Targets
Targets are platforms where you push secrets for deployment. cred uploads your vault secrets to these platforms so your CI/CD pipelines can access them.
Adding a Target
Authenticate a deployment target:
cred target set github
You will be securely prompted for a token. The token is stored in your OS credential store, not in plaintext on disk.

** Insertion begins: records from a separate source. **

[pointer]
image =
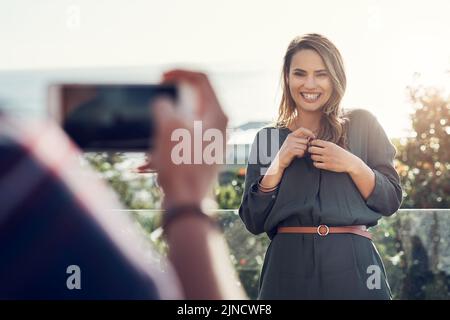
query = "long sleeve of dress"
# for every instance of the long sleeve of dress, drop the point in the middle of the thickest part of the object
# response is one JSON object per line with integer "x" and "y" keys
{"x": 255, "y": 205}
{"x": 386, "y": 198}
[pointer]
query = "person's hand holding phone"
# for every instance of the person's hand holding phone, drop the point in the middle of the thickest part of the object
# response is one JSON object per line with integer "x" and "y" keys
{"x": 185, "y": 183}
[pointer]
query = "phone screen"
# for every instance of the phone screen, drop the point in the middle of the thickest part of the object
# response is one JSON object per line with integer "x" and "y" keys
{"x": 109, "y": 117}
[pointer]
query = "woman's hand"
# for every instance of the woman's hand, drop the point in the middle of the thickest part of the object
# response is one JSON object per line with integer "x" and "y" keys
{"x": 295, "y": 145}
{"x": 185, "y": 183}
{"x": 329, "y": 156}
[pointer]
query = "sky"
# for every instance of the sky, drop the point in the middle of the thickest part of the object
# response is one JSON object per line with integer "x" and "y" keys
{"x": 240, "y": 43}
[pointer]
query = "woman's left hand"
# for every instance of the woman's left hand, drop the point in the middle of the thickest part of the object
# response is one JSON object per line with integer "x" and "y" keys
{"x": 329, "y": 156}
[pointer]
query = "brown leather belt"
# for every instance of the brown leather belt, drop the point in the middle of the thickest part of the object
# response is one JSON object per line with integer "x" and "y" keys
{"x": 324, "y": 230}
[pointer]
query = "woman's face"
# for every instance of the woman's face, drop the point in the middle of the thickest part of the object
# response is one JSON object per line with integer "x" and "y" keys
{"x": 309, "y": 82}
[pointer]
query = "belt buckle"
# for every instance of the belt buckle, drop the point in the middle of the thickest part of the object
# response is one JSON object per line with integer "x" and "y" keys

For non-interactive use (CI):
cred target set github --token "$GITHUB_TOKEN" --non-interactive
Managing Targets
List configured targets:
cred target list
Revoke a target:
cred target revoke github --yes
GitHub
GitHub Actions secrets are the primary target for cred. Secrets you push become available to your workflows.
Setup
- Create a fine-grained Personal Access Token at github.com/settings/tokens
- Select only the repository you want to manage
- Grant only the Actions secrets permission (read and write)
- Add the token to cred:
cred target set github
Pushing Secrets
# Push all secrets
cred push github
# Push specific secrets
cred push github DATABASE_URL API_KEY
cred automatically detects your repository from git metadata. If you’re not in a git repository, specify it explicitly:
cred push github --repo owner/repo
Using Secrets in Workflows
Once pushed, secrets are available in your GitHub Actions:
jobs:
deploy:
runs-on: ubuntu-latest
env:
DATABASE_URL: ${{ secrets.DATABASE_URL }}
steps:
- run: echo "Secret is available"
Why Targets Use Simple Tokens
Targets need minimal permissions — just enough to write secrets. This follows the principle of least privilege.
Unlike sources (which need elevated permissions to generate new credentials), targets only need write access to a specific resource (e.g., GitHub Actions secrets for one repository).